Shawntaye M. Scott is a Shanghai-based creative writer. She has previously been published in A Shanghai Poetry Zine, The Great Human Connection and Tiny Seed Journal.


改头换面

翻译:诗验室

摇晃的钻击

重又出现忧心忡忡

不适的心。

进度会有的

每个人都很惊慌

神经细胞被

痛苦磨损。

粉底将液状的

清醒甩

成混凝土

等待盖亚

重设秩序

加强深度

平息混乱

现代版无礼

往上旋向

一个


宁静的


重生。


Shawntaye M. Scott 是一位居住在上海的创意写作者,其作品散见于《Beijing Underground》、《The Great Human Connection》、《Tiny Seed Journal》等处。


 

爱情里没有什么可写

作者:铲子

要去写好奇 奉献 和羞耻心

还是写夏天的傍晚

怎么也走不完的路

我左耳与你右耳中的夜曲

消失于被蝉鸣催眠得

纹丝不动的月光


写怎么也摸不到的发丝

紧张的汗水也

分不开的手


写此时

站在公寓楼前,巨人模样

却仍想像曾经一样

从十三楼的窗户挤入

你的房间

挤坏了墙上的时针,冰箱的把手,吉他的E弦

空空如也的书架,猫

我的皮肤、血肉一粒粒交换着

叫嚷着

突然水开了,又停了。


写映在窗上的我的影子已经对你的影子说出了

爱情中的一切秘密

而我们却还在各自思考

桌上的最后一杯咖啡

末班火车,刮胡刀

和被车灯点燃的黑夜

“我已经正常了”,你说

“等一等。” 我却还是

要穿上鞋才能飞走


铲子,沟通者。一半生活在解谜,一半生活在梦里的人。

there is nothing to write about in a romantic relationship

translated by PLS


need to write about curiosity devotion and sense of shame

or the dusk of a summer

the never-ending road

the lullaby in my left ear and your right ear

waning in the still moonlight

hypnotised by the chants of cicadas


write about the intangible hair

hands that won’t part even

when soaked with nervous sweat


write about right now

standing in front of the apartment building, giant-like

yet still wishing to squeeze into your room

through the thirteenth floor window

breaking the clock on the wall, handle of the fridge, E string of the guitar

empty bookshelf, cat

my skin, blood and flesh exchanging in grains

shrieking


all of a sudden the water’s boiled, and stopped again.

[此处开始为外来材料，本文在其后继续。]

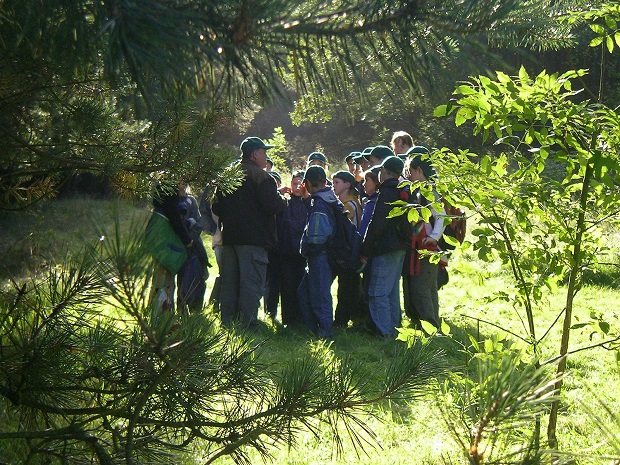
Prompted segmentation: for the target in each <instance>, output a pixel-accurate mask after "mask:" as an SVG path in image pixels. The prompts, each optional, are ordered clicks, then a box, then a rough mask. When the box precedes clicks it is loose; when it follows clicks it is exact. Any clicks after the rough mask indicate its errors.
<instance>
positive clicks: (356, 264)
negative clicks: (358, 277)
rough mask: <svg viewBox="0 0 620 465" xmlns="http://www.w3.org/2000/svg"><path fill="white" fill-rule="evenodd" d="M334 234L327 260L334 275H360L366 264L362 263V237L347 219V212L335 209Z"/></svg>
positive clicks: (355, 228)
mask: <svg viewBox="0 0 620 465" xmlns="http://www.w3.org/2000/svg"><path fill="white" fill-rule="evenodd" d="M334 217H335V226H334V232H333V234H332V235H331V237H330V238H329V241H328V242H327V258H328V261H329V265H330V267H331V269H332V272H333V274H335V275H337V274H339V273H360V272H361V271H362V270H363V269H364V266H365V264H364V263H362V262H361V261H360V256H359V250H360V246H361V244H362V236H361V235H360V233H359V232H358V231H357V228H356V227H355V225H354V224H353V223H351V221H350V220H349V218H348V217H347V212H346V210H343V211H339V210H338V209H337V208H334Z"/></svg>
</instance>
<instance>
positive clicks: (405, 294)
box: [403, 152, 446, 329]
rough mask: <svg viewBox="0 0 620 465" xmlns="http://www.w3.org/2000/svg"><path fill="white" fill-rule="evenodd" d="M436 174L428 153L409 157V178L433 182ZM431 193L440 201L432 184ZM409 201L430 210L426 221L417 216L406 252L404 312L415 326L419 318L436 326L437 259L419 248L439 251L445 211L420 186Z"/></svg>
mask: <svg viewBox="0 0 620 465" xmlns="http://www.w3.org/2000/svg"><path fill="white" fill-rule="evenodd" d="M427 153H428V152H427ZM435 176H436V172H435V169H434V168H433V166H432V165H431V163H430V161H429V160H428V158H427V155H425V154H419V153H418V154H417V155H415V156H414V157H413V158H411V159H410V160H409V169H408V179H409V181H412V182H421V183H425V182H431V183H432V182H433V179H434V177H435ZM433 193H434V195H435V199H434V200H435V201H437V202H439V201H440V198H439V195H438V194H437V192H435V189H434V188H433ZM410 202H411V203H413V204H416V205H418V206H419V207H428V208H429V209H430V211H431V218H430V219H429V221H428V222H425V221H424V220H423V219H420V221H418V223H417V224H416V225H414V228H413V235H412V243H411V251H410V252H409V255H408V258H409V260H408V264H407V266H406V267H405V269H406V270H407V271H408V273H405V274H404V282H403V291H404V292H403V294H404V302H405V313H406V314H407V316H408V317H409V318H410V319H411V322H412V323H413V324H414V325H415V326H418V327H419V325H420V321H421V320H425V321H428V322H429V323H431V324H432V325H433V326H434V327H435V328H437V329H439V328H440V321H439V296H438V292H437V291H438V286H437V273H438V271H439V263H433V262H432V261H431V260H430V257H429V256H424V255H423V254H420V251H423V250H428V251H432V252H438V251H439V247H438V245H437V242H438V241H439V239H441V236H442V234H443V230H444V217H445V214H446V213H445V210H444V209H443V206H442V208H441V211H436V210H435V209H434V208H433V207H431V206H430V203H431V202H430V201H429V200H427V199H426V198H424V196H422V194H421V193H420V189H419V188H417V189H415V190H414V191H413V193H412V196H411V199H410ZM419 207H418V208H419Z"/></svg>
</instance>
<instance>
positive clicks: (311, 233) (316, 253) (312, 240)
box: [301, 186, 344, 257]
mask: <svg viewBox="0 0 620 465" xmlns="http://www.w3.org/2000/svg"><path fill="white" fill-rule="evenodd" d="M343 209H344V207H343V205H342V202H340V200H338V197H336V194H334V191H333V190H332V189H331V188H330V187H328V186H325V187H324V188H322V189H320V190H319V191H317V192H315V193H314V194H312V197H311V201H310V212H309V214H308V223H307V224H306V229H305V230H304V234H303V236H302V237H301V254H302V255H303V256H304V257H313V256H316V255H319V254H321V253H323V252H325V250H326V249H327V241H328V240H329V238H330V237H331V235H332V234H333V232H334V226H335V225H336V216H335V214H336V211H339V212H342V211H343Z"/></svg>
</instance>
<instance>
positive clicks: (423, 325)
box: [420, 320, 437, 334]
mask: <svg viewBox="0 0 620 465" xmlns="http://www.w3.org/2000/svg"><path fill="white" fill-rule="evenodd" d="M420 324H421V325H422V329H423V330H424V332H425V333H427V334H435V333H436V332H437V328H435V326H433V325H432V324H431V323H429V322H428V321H426V320H421V321H420Z"/></svg>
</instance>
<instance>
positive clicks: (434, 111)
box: [433, 105, 450, 118]
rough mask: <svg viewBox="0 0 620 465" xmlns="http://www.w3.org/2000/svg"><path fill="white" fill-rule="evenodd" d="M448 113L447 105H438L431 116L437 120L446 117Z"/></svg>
mask: <svg viewBox="0 0 620 465" xmlns="http://www.w3.org/2000/svg"><path fill="white" fill-rule="evenodd" d="M449 114H450V113H449V111H448V105H439V106H438V107H437V108H435V110H433V116H435V117H437V118H441V117H443V116H448V115H449Z"/></svg>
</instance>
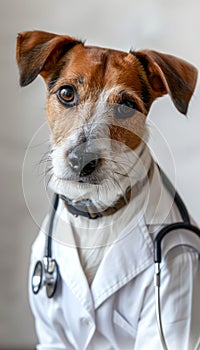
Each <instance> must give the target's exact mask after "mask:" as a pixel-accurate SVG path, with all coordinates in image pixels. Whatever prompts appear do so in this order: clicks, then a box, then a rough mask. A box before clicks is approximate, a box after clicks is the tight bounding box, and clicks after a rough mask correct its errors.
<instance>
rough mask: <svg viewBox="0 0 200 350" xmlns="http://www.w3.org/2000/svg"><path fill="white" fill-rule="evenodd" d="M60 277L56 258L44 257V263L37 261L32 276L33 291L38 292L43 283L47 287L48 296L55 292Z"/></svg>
mask: <svg viewBox="0 0 200 350" xmlns="http://www.w3.org/2000/svg"><path fill="white" fill-rule="evenodd" d="M58 278H59V271H58V264H57V262H56V260H55V259H52V258H50V257H44V258H43V263H42V262H41V261H37V263H36V265H35V268H34V271H33V276H32V291H33V293H34V294H38V292H39V290H40V289H41V287H42V285H45V287H46V294H47V297H48V298H52V297H53V296H54V294H55V291H56V288H57V284H58Z"/></svg>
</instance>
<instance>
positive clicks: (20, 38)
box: [16, 31, 81, 86]
mask: <svg viewBox="0 0 200 350" xmlns="http://www.w3.org/2000/svg"><path fill="white" fill-rule="evenodd" d="M79 43H81V42H80V41H78V40H76V39H73V38H71V37H69V36H65V35H56V34H52V33H47V32H42V31H29V32H23V33H20V34H18V37H17V54H16V56H17V63H18V66H19V72H20V85H21V86H26V85H28V84H30V83H31V82H32V81H33V80H34V79H35V78H36V77H37V75H38V74H41V75H43V77H45V75H47V74H48V72H49V71H50V70H51V69H53V66H54V65H55V64H56V63H57V62H58V61H59V60H60V59H61V57H62V56H63V55H64V54H65V53H66V52H67V51H68V50H69V49H71V48H72V47H73V46H75V45H76V44H79Z"/></svg>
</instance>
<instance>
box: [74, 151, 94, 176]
mask: <svg viewBox="0 0 200 350" xmlns="http://www.w3.org/2000/svg"><path fill="white" fill-rule="evenodd" d="M99 162H100V156H99V152H97V151H96V152H86V151H85V150H83V149H81V148H79V149H77V150H75V151H72V152H71V153H70V155H69V165H70V167H71V169H72V170H73V171H74V172H76V173H77V174H78V175H80V177H83V176H88V175H90V174H92V173H93V171H94V170H95V169H96V168H97V166H98V164H99Z"/></svg>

about my shadow imprinted on the window having already told your shadow about

every little secret in a romantic relationship

yet we are still contemplating on our own on

the last coffee on the table

the last train, razor

and the night lit by vehicles

“I am already back to normal,” you said

“hold on.” I still need to

wear shoes in order to fly away


Spades is a bit too obsessed with puzzles and dreams.


 

Electric Blue

in the years of Covid

by Barbara Southard


There are mornings when blue takes over,

as if nothing else exists but a divine sense

of place on this spinning globe,

then vaporizes into the faint filigree of dawn

when the cat purrs you into wakefulness.


You put the kettle on, grind coffee beans

in a silent house, a chorus of birds

now singing in hazed light, smell

of almost-rain seeping in under the door.